In Pieter Jansz’s 1631 “Interior of Saint Bavo, Haarlem,” historical research revealed that what was thought to be an architectural rendering with generic figures added for scale was actually a portrait of a state visit, a sort of documentary featuring real people. And extensive study over many years and several continents led to the discovery that Rogier van der Weyden’s two wood panels, “Crucifixion, with Virgin and Saint John the Evangelist Mourning” (1460), had served as shutters that closed over a major Renaissance altarpiece; these two works testified to its existence. A small interactive model charmingly clarifies the discovery.

The exhibition also has a small display of archival materials, including bills of sale for artworks, as well as a related series of lectures and events. In February, the museum will release its first online publication, The John G. Johnson Collection. It’s especially interesting to have a regional opportunity for a back-to-back look at two highly divergent collections, one the work of a single artist (John Sloan at the Delaware Art Museum) and this masterful exhibition (celebrating the centenary of Johnson’s bequest). 

Our readers respond

Joseph Glantz

of Levittown, PA on November 02, 2017

John Graver Johnson argued before the U.S Supreme Court 168 times. Legend has it that, in one case, a Justice interrupted Johnson and said, “Weren’t you recently here arguing the opposite proposition for another client?” Johnson quickly replied: “Your Honor, I hope I don’t lose them both.” Other lawyers disliked him because he charged low fees, because his photographic memory and prodigious mind meant he didn’t need to spend much time on cases. Unlike today’s big firm lawyers, Johnson was a sole practitioner.
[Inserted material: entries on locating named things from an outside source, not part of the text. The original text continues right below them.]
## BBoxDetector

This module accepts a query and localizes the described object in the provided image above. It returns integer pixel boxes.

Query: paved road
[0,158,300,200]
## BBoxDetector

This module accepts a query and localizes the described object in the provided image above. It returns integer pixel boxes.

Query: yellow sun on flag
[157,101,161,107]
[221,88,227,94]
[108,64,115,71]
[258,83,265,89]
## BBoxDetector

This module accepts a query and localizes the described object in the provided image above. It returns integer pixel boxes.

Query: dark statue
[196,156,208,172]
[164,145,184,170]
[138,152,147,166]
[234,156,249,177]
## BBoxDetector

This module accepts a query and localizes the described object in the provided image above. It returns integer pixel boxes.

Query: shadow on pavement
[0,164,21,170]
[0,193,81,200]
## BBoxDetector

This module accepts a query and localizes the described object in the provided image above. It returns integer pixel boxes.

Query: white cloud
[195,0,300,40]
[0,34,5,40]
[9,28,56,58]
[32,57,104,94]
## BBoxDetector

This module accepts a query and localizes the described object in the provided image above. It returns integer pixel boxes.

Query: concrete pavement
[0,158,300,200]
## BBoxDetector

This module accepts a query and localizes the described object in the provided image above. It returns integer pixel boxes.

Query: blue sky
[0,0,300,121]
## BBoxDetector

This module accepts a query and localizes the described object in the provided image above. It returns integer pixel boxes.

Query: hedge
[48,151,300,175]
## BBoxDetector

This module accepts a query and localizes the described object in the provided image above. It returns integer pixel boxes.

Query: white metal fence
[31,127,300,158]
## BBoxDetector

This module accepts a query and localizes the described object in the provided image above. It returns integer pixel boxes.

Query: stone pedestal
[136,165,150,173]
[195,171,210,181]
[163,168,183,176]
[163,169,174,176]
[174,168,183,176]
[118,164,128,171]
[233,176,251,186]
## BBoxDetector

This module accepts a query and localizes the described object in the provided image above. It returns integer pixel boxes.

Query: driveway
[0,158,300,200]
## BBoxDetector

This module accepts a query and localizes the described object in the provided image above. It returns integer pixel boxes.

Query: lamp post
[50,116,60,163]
There’s a great write-up about him by Gerard St. John for the Philadelphia Lawyer magazine here. It includes a discussion of how Johnson collected his art. In Johnson’s day, the courts didn't meet in the summer, so Johnson traveled to Europe to fill the time. The article includes a fascinating writeup of how the art ended up with the Philadelphia Museum of Art. Johnson really wanted it to be displayed in a building he bought next to his home on South Broad Street — like Henry Frick did with his art.